To estimate the angle within the Crab nebula: delays are τ ≅ 0.5 ms
and scattering in the Crab nebula happens at d ∼ 0.5 pc away from the
pulsar. With cτ = d/cosδ-d ∼ ½δ^{2}d, one gets
δ^{2} = 2cτ/d ∼ 2×10^{-11} and thus δ ∼ 4×10^{-6} ∼ 1".

For a 5% change in observed frequency, this implies a rather large γ ∼ 0.05/δ ∼ 10000.

### 6.1 Likelihood of observing a given brightness at some angle

The signal will be boosted.

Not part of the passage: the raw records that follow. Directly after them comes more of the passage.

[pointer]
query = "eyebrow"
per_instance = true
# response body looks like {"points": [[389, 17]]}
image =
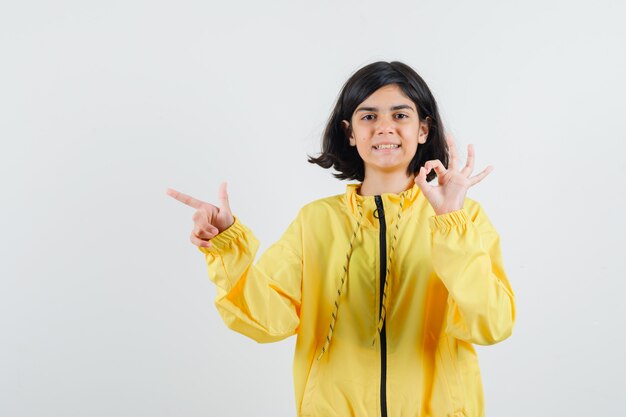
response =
{"points": [[398, 107]]}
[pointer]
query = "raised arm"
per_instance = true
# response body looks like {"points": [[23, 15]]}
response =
{"points": [[467, 258], [261, 301]]}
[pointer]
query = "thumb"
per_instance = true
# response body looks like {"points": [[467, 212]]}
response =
{"points": [[223, 198], [420, 179]]}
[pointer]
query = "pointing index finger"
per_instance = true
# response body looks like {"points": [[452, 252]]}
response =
{"points": [[184, 198]]}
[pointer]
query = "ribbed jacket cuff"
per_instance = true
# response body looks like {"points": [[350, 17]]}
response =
{"points": [[449, 220], [223, 240]]}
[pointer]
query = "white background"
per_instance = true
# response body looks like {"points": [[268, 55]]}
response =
{"points": [[105, 306]]}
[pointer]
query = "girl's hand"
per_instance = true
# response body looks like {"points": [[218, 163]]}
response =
{"points": [[453, 184], [208, 219]]}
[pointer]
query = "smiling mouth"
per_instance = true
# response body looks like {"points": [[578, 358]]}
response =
{"points": [[387, 146]]}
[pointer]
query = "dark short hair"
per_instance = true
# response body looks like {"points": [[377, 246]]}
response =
{"points": [[343, 158]]}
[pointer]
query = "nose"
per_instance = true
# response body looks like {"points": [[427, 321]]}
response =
{"points": [[385, 125]]}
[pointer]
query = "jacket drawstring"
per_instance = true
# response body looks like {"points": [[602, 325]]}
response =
{"points": [[383, 310], [382, 314], [333, 317]]}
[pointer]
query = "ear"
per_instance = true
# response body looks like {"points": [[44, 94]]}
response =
{"points": [[348, 130], [423, 131]]}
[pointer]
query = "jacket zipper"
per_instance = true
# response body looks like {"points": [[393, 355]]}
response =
{"points": [[383, 333]]}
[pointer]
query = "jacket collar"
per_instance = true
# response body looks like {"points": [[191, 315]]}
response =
{"points": [[391, 202]]}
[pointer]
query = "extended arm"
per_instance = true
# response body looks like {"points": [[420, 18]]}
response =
{"points": [[261, 301]]}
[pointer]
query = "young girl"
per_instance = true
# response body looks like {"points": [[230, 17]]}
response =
{"points": [[386, 286]]}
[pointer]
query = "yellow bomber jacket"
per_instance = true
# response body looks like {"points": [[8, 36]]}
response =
{"points": [[446, 290]]}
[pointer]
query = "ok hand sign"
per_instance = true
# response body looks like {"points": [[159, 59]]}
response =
{"points": [[453, 184], [208, 219]]}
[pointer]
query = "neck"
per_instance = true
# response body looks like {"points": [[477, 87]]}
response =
{"points": [[386, 183]]}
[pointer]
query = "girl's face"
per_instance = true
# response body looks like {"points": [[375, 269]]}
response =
{"points": [[386, 131]]}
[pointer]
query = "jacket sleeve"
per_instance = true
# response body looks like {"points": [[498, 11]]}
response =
{"points": [[260, 301], [467, 258]]}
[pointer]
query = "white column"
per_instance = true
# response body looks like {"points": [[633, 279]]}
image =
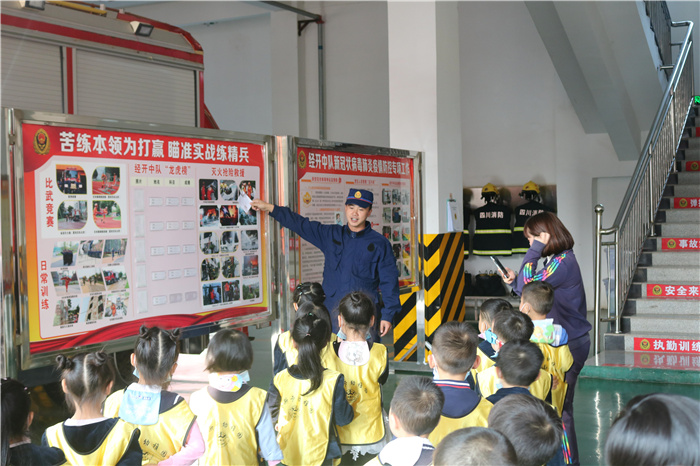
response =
{"points": [[424, 96]]}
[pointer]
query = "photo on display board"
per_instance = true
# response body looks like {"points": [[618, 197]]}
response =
{"points": [[251, 289], [209, 242], [211, 293], [231, 291], [231, 267], [114, 251], [229, 241], [106, 214], [208, 216], [210, 269], [208, 190], [90, 252], [66, 283], [228, 215], [91, 280], [250, 265], [65, 254], [228, 190], [71, 179], [105, 181], [115, 278], [72, 215]]}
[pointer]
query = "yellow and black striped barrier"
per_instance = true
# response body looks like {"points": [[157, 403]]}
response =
{"points": [[441, 257]]}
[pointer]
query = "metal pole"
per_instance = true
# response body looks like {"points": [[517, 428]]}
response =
{"points": [[599, 209]]}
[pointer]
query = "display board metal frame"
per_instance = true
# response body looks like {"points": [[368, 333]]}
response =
{"points": [[16, 344], [289, 252]]}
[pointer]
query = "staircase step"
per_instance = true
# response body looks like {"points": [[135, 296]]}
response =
{"points": [[668, 274], [667, 323], [688, 177], [677, 229], [642, 306], [686, 257], [671, 368]]}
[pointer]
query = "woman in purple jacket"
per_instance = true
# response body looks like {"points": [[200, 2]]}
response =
{"points": [[549, 239]]}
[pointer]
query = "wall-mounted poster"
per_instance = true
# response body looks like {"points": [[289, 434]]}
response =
{"points": [[125, 228], [324, 178]]}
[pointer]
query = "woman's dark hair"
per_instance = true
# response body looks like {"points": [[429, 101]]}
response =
{"points": [[156, 353], [656, 430], [317, 310], [311, 335], [229, 351], [560, 240], [309, 292], [16, 405], [357, 310], [87, 377]]}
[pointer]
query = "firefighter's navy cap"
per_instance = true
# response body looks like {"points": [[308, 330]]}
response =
{"points": [[360, 197]]}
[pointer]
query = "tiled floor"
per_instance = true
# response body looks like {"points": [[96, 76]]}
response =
{"points": [[596, 403]]}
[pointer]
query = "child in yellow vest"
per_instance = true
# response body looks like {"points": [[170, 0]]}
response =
{"points": [[308, 401], [17, 417], [169, 432], [232, 414], [308, 299], [414, 413], [511, 325], [365, 366], [88, 438], [453, 355], [536, 302]]}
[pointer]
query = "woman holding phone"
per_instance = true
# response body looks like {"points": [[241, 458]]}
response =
{"points": [[549, 239]]}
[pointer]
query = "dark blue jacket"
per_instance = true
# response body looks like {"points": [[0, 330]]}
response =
{"points": [[360, 261]]}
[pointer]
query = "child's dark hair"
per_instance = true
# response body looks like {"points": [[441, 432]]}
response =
{"points": [[357, 310], [417, 404], [16, 405], [229, 351], [491, 307], [655, 429], [531, 425], [309, 292], [156, 353], [520, 362], [311, 335], [87, 377], [475, 446], [539, 295], [454, 347], [511, 324]]}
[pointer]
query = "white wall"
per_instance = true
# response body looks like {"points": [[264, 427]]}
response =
{"points": [[519, 125]]}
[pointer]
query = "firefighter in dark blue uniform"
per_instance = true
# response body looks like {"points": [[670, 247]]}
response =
{"points": [[357, 258]]}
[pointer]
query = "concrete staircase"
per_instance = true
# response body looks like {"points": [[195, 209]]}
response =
{"points": [[661, 318]]}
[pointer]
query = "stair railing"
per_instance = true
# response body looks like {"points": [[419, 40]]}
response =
{"points": [[635, 219]]}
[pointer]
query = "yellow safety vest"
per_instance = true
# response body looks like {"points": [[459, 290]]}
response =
{"points": [[286, 344], [110, 451], [487, 380], [365, 396], [478, 417], [229, 428], [304, 420], [557, 361], [161, 440]]}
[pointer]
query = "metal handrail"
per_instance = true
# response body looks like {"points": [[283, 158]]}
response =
{"points": [[635, 219]]}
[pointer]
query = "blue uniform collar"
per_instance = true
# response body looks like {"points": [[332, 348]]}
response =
{"points": [[355, 234]]}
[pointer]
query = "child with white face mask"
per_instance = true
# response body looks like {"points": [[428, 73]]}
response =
{"points": [[230, 401]]}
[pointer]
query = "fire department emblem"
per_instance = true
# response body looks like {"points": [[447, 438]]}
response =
{"points": [[41, 142]]}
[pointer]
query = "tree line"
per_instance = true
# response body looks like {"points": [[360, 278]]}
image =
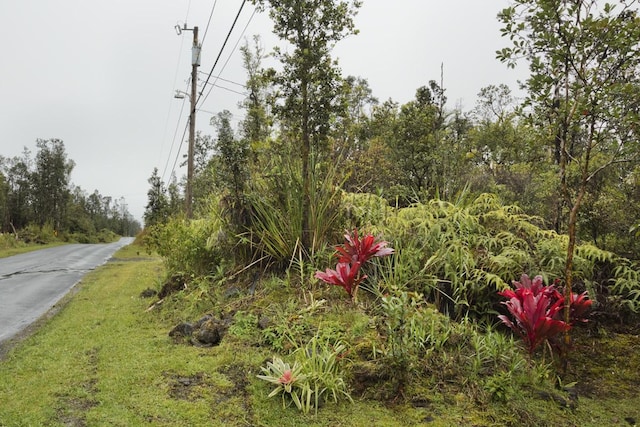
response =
{"points": [[567, 153], [36, 193]]}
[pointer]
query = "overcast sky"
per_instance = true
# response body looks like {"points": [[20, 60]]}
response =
{"points": [[101, 76]]}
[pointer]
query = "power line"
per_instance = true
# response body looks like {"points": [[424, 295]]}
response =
{"points": [[228, 58], [227, 80], [221, 50], [175, 133], [208, 22]]}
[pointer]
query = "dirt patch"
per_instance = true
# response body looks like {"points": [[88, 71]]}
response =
{"points": [[186, 387], [174, 284], [71, 408], [606, 365], [238, 393]]}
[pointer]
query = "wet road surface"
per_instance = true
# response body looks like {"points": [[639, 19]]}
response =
{"points": [[32, 283]]}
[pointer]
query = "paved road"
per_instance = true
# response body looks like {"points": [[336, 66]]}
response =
{"points": [[31, 283]]}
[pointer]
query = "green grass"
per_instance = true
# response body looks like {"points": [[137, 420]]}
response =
{"points": [[104, 360]]}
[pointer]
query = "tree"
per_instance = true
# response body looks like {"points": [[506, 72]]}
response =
{"points": [[418, 133], [256, 126], [583, 90], [51, 180], [309, 81], [157, 209]]}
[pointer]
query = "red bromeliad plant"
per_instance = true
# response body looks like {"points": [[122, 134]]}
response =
{"points": [[354, 253], [345, 275], [537, 310]]}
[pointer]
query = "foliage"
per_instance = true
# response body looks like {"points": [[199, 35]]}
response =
{"points": [[315, 375], [185, 245], [536, 309], [286, 377], [581, 91], [275, 207], [307, 82], [37, 192], [461, 253], [353, 254]]}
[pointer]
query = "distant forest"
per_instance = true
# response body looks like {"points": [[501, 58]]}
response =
{"points": [[38, 201]]}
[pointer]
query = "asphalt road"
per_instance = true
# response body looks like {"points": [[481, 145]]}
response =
{"points": [[32, 283]]}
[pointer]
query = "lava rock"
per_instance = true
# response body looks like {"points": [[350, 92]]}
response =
{"points": [[182, 330]]}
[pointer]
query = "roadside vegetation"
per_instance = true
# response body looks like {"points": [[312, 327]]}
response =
{"points": [[358, 263], [39, 205]]}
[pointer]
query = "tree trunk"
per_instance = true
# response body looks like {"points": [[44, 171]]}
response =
{"points": [[305, 154]]}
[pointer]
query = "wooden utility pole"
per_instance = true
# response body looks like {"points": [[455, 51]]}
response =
{"points": [[195, 62]]}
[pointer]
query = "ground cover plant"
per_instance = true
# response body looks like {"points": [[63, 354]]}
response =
{"points": [[121, 366]]}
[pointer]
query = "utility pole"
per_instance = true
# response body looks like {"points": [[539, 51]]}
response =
{"points": [[195, 63]]}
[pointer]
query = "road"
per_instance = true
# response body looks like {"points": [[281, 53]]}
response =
{"points": [[32, 283]]}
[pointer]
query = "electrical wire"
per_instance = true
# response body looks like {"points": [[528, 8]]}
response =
{"points": [[226, 80], [208, 22], [228, 58], [175, 133], [221, 50]]}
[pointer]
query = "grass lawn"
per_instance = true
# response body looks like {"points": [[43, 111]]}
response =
{"points": [[104, 360]]}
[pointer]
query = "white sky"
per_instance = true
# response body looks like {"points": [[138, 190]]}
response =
{"points": [[101, 75]]}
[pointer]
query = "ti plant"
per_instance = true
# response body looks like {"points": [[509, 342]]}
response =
{"points": [[288, 379], [354, 253], [537, 310]]}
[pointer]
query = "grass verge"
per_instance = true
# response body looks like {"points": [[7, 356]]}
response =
{"points": [[103, 360]]}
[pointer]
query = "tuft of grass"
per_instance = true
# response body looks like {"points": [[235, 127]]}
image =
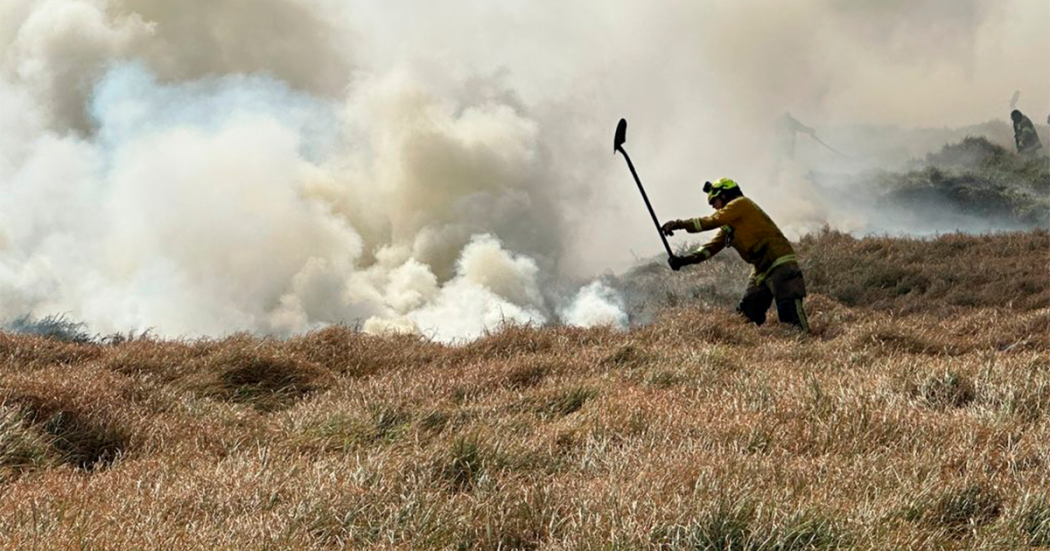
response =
{"points": [[462, 465], [739, 527], [261, 379], [567, 402], [21, 447], [961, 510], [527, 376], [1033, 521], [947, 389], [82, 440]]}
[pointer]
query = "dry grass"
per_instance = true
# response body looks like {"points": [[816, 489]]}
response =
{"points": [[898, 425]]}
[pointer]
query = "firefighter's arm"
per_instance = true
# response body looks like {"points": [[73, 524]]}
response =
{"points": [[710, 249], [670, 227], [725, 216]]}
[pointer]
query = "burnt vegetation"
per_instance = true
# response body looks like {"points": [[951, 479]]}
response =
{"points": [[916, 417]]}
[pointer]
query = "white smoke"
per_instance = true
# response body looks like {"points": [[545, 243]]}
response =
{"points": [[207, 166], [595, 304]]}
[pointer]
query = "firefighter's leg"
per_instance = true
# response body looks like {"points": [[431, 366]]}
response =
{"points": [[791, 311], [756, 300], [789, 289]]}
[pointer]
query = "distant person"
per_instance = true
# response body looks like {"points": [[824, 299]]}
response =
{"points": [[788, 126], [740, 224], [1024, 133]]}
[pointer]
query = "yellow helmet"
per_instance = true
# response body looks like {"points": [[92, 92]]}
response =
{"points": [[716, 189]]}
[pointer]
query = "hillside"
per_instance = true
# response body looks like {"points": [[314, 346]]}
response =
{"points": [[917, 417]]}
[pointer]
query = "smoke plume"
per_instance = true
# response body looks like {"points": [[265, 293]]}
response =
{"points": [[275, 166]]}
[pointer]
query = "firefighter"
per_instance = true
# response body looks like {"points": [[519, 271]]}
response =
{"points": [[1024, 133], [740, 224]]}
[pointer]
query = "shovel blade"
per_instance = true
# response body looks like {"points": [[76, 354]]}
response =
{"points": [[621, 134]]}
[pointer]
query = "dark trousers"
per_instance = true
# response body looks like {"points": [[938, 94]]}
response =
{"points": [[784, 285]]}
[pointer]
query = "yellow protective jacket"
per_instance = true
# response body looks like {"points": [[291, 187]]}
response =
{"points": [[744, 227]]}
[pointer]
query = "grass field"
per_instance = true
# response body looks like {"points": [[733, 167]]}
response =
{"points": [[916, 417]]}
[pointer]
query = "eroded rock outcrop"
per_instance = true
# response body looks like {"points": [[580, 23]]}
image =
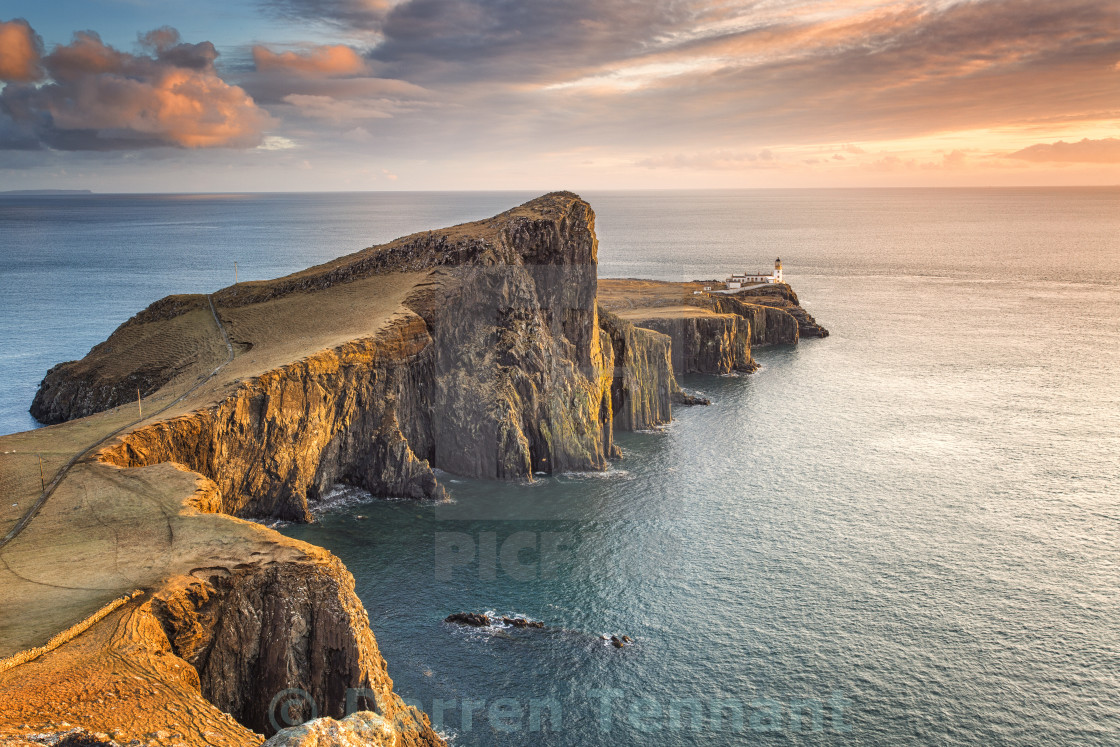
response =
{"points": [[360, 729], [781, 297], [643, 384], [259, 629], [705, 343]]}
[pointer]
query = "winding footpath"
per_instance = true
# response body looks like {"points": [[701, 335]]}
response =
{"points": [[61, 475]]}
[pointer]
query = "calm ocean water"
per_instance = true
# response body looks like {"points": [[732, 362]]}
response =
{"points": [[911, 529]]}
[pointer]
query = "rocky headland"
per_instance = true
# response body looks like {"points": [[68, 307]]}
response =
{"points": [[139, 601]]}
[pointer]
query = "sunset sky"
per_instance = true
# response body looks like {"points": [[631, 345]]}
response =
{"points": [[169, 95]]}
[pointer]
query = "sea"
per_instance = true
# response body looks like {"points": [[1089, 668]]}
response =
{"points": [[906, 533]]}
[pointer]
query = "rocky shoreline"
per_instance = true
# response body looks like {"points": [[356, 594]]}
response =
{"points": [[505, 357]]}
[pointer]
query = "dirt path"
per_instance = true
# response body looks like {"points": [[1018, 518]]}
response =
{"points": [[61, 475]]}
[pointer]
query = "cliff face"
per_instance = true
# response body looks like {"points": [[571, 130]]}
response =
{"points": [[768, 325], [260, 628], [705, 343], [781, 297], [280, 440], [494, 367], [643, 386]]}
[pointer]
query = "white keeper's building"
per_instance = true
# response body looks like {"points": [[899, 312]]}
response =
{"points": [[740, 280]]}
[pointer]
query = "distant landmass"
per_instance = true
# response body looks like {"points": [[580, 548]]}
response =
{"points": [[47, 192]]}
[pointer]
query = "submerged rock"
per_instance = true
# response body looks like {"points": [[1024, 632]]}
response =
{"points": [[360, 729], [474, 619], [478, 619]]}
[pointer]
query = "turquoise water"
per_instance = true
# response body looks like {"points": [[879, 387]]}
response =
{"points": [[911, 528]]}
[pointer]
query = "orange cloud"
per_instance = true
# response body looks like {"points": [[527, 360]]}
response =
{"points": [[20, 52], [1083, 151], [102, 99], [328, 61]]}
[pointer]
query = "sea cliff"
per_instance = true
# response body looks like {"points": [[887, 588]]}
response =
{"points": [[487, 349]]}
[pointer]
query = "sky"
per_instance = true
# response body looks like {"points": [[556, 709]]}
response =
{"points": [[239, 95]]}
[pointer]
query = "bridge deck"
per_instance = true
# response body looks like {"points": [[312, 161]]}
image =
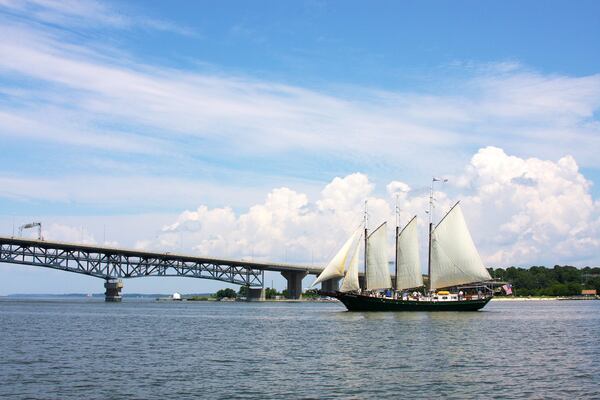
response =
{"points": [[279, 267]]}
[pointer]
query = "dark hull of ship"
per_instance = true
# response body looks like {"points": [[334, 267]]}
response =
{"points": [[357, 302]]}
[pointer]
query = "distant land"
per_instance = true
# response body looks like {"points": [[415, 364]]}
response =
{"points": [[98, 295]]}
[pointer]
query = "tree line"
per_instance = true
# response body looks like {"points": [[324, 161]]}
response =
{"points": [[560, 280]]}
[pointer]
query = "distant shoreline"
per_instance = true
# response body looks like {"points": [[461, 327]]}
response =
{"points": [[539, 298]]}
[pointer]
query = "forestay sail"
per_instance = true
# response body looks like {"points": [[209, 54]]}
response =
{"points": [[454, 258], [350, 283], [335, 268], [378, 273], [408, 274]]}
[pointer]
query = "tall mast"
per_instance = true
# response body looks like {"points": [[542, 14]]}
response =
{"points": [[397, 233], [431, 228], [366, 234]]}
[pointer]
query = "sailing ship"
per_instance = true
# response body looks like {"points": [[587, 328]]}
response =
{"points": [[456, 273]]}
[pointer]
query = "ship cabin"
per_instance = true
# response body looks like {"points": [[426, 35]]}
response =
{"points": [[444, 295]]}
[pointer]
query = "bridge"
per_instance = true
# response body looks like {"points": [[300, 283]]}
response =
{"points": [[112, 265]]}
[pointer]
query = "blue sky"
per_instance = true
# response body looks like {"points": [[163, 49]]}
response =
{"points": [[139, 111]]}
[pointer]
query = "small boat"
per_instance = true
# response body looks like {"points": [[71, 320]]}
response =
{"points": [[457, 276]]}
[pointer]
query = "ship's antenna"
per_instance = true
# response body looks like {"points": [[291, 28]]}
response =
{"points": [[366, 239], [396, 253]]}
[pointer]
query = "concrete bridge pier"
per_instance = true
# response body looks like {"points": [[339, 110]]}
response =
{"points": [[330, 285], [294, 287], [113, 290]]}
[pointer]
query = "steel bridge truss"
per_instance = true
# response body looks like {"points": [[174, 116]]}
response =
{"points": [[106, 264]]}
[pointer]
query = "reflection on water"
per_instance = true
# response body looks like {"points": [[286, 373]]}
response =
{"points": [[89, 349]]}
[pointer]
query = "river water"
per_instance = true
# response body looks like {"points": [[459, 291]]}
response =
{"points": [[88, 349]]}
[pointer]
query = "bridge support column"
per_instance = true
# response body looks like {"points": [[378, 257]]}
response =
{"points": [[113, 290], [294, 287], [255, 294], [330, 285]]}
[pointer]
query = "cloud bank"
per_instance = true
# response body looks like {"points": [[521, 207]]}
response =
{"points": [[521, 212]]}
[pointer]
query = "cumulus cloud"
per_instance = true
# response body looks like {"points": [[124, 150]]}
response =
{"points": [[521, 212]]}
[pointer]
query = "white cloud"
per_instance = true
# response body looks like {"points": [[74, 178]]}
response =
{"points": [[87, 14], [100, 87], [532, 210], [521, 212]]}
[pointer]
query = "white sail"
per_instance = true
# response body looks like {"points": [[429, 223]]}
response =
{"points": [[408, 274], [335, 268], [378, 272], [350, 283], [454, 258]]}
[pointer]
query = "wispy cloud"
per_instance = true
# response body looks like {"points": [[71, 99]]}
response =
{"points": [[87, 14]]}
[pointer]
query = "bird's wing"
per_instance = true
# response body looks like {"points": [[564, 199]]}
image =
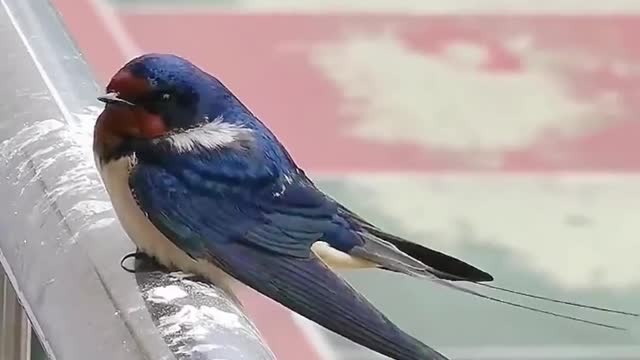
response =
{"points": [[258, 226]]}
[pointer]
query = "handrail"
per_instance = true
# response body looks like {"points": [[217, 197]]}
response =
{"points": [[61, 245]]}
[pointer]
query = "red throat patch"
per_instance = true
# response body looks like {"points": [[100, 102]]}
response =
{"points": [[122, 121]]}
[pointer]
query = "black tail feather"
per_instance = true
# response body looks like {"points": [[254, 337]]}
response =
{"points": [[458, 269]]}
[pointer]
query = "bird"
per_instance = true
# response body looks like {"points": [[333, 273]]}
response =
{"points": [[201, 185]]}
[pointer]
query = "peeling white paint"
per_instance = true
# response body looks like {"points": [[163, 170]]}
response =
{"points": [[166, 294]]}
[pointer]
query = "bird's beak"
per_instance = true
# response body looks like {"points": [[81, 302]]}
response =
{"points": [[112, 98]]}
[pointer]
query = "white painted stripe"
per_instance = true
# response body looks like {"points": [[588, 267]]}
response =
{"points": [[592, 177], [490, 352], [113, 25], [415, 7], [64, 110]]}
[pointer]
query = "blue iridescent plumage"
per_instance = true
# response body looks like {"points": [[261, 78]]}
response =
{"points": [[219, 186]]}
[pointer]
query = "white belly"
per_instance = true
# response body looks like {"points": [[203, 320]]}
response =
{"points": [[144, 234], [150, 240]]}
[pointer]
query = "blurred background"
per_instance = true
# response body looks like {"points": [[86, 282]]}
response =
{"points": [[500, 132]]}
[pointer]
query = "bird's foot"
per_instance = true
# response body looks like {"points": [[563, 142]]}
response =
{"points": [[138, 255]]}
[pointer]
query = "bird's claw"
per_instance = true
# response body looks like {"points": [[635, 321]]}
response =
{"points": [[136, 255]]}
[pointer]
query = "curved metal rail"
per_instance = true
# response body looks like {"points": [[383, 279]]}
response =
{"points": [[61, 245]]}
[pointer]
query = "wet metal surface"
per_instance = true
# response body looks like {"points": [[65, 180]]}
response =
{"points": [[61, 244]]}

Since S_{ν}/ν^{3} is invariant, for a given
spectral index S_{ν}∝ν^{-α} and energy distribution
N(E>E_{0})∝E_{0}^{-γ}, the rate boost will be

R ∝ D^{3+α+γ }≡ D^{p}.

But the chance to see it at a given angle is ∝θ_{r}, so the total
probability,

P(θ_{r}) ∝ θ_{r}(2γ/(1+γ^{2}θ_{r}^{2}))^{p}

This has a maximum (dP/dθ_{r}=0) at

γθ_{r} = 1/√(2p-1)

For a typical p=5, one thus has θ_{r,max}≅1/3γ.